Developing economies have a lot to gain from improving debt transparency. They should:
- Make the necessary investments in the capacities and systems to produce accurate debt data. Countries should address operational constraints limiting the regular publication of comprehensive debt reports. An annual debt publication should include basic statistics on public and state guaranteed debt at the government level, including information on individual debt instruments contracted. The publication is expected to provide a definition of public debt in line with international standards.
- Make the legal framework more conducive to transparency. The legal framework for public debt management should establish clear debt authorization provisions and require disclosure of information on public debt, regulating its content and frequency. It must also provide a list of authorized debt instruments, transactions or sources of funding; and require regular audits of outstanding debt.

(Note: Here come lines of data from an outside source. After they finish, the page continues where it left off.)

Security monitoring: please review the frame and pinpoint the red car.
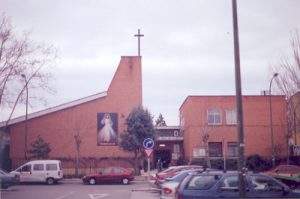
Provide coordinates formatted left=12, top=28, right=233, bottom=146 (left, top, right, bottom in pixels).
left=82, top=167, right=134, bottom=185
left=155, top=165, right=203, bottom=185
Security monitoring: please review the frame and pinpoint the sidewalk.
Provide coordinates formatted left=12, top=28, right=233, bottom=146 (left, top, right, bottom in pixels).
left=130, top=191, right=160, bottom=199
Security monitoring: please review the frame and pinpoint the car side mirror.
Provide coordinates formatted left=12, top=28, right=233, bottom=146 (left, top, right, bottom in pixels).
left=221, top=187, right=239, bottom=192
left=282, top=187, right=291, bottom=195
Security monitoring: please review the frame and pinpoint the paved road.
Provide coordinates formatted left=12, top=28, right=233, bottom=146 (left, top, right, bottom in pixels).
left=1, top=182, right=158, bottom=199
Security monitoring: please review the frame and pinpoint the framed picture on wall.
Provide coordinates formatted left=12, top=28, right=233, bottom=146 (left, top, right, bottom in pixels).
left=97, top=113, right=118, bottom=146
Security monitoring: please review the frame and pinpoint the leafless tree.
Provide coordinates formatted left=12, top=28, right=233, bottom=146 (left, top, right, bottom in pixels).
left=59, top=108, right=93, bottom=177
left=272, top=30, right=300, bottom=161
left=0, top=14, right=56, bottom=124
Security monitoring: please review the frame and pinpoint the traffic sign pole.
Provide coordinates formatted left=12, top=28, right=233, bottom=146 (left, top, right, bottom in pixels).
left=143, top=138, right=154, bottom=180
left=148, top=156, right=150, bottom=181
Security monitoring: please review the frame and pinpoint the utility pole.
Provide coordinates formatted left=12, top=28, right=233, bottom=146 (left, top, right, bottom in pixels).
left=21, top=74, right=28, bottom=160
left=269, top=73, right=278, bottom=167
left=134, top=29, right=144, bottom=57
left=232, top=0, right=246, bottom=198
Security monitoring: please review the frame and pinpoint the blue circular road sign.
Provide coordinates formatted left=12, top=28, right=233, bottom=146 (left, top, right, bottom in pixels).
left=143, top=138, right=154, bottom=149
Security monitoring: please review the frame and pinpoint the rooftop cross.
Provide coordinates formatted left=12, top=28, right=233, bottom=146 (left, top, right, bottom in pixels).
left=134, top=29, right=144, bottom=56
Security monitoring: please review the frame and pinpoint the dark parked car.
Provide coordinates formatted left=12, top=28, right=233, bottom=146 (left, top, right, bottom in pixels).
left=176, top=172, right=300, bottom=199
left=265, top=165, right=300, bottom=188
left=82, top=167, right=134, bottom=185
left=0, top=169, right=20, bottom=189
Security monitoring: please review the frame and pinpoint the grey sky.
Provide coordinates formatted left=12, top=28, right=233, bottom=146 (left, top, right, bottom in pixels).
left=0, top=0, right=300, bottom=125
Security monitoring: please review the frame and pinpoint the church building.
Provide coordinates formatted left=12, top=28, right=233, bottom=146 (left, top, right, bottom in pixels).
left=0, top=56, right=142, bottom=174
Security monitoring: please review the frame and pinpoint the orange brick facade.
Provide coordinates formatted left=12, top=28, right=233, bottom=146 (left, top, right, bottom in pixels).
left=180, top=96, right=287, bottom=161
left=10, top=56, right=142, bottom=171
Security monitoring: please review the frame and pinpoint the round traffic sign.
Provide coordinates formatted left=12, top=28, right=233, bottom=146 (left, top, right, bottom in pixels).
left=143, top=138, right=154, bottom=149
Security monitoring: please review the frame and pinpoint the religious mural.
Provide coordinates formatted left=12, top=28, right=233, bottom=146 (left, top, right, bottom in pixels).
left=97, top=113, right=118, bottom=146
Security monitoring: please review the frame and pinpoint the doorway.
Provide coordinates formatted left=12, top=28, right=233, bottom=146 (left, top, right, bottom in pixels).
left=155, top=149, right=172, bottom=168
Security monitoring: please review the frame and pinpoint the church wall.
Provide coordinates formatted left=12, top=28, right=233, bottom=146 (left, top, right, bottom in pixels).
left=10, top=56, right=142, bottom=171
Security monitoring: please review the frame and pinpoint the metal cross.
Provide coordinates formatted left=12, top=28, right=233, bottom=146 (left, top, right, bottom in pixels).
left=134, top=29, right=144, bottom=56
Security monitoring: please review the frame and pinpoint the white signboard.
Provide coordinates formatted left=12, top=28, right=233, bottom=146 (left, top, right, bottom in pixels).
left=193, top=148, right=205, bottom=158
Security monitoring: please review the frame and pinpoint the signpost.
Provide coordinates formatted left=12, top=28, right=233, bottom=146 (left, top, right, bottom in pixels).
left=143, top=138, right=154, bottom=180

- Adopt market-based issuance mechanisms for domestic debt. To promote reforms in this area, the World Bank recently launched a tool for monitoring the transparency of national government security broadcasts.
- Develop and adopt a strict monitoring and analysis process for the approval and implementation of asset-backed loans. This should include the following steps: First, a careful assessment of how sustainability might be affected; second, verification that the proposed terms and conditions fairly reflect the value of the security given; third, a verification of the full consideration of the legal and technical dimensions of the proposed work; and fourth, a careful assessment of how the provision of guarantees might impact other financing, in the context of the country’s debt management strategy.
Yet greater transparency should not be the responsibility of the governments of borrowing countries alone. Creditors can also encourage transparent financing practices by providing detailed information about their own loan portfolio. They should limit the use of confidentiality clauses and refrain from those requiring secrecy. They should also publish detailed information about their loan portfolio, as the G-20 Operational Guidelines for Sustainable Funding recommend.
International financial institutions are also crucial for achieving good results in terms of transparency and debt sustainability. We believe that global debt data collection practices should be standardized and consolidated. Through a variety of tools, the World Bank encourages reforms by providing regular assessments of countries’ adherence to international statistical and accounting standards.
In the aftermath of Covid-19, we cannot afford to remain complacent in the face of the challenges of debt transparency in developing countries. It’s time to act.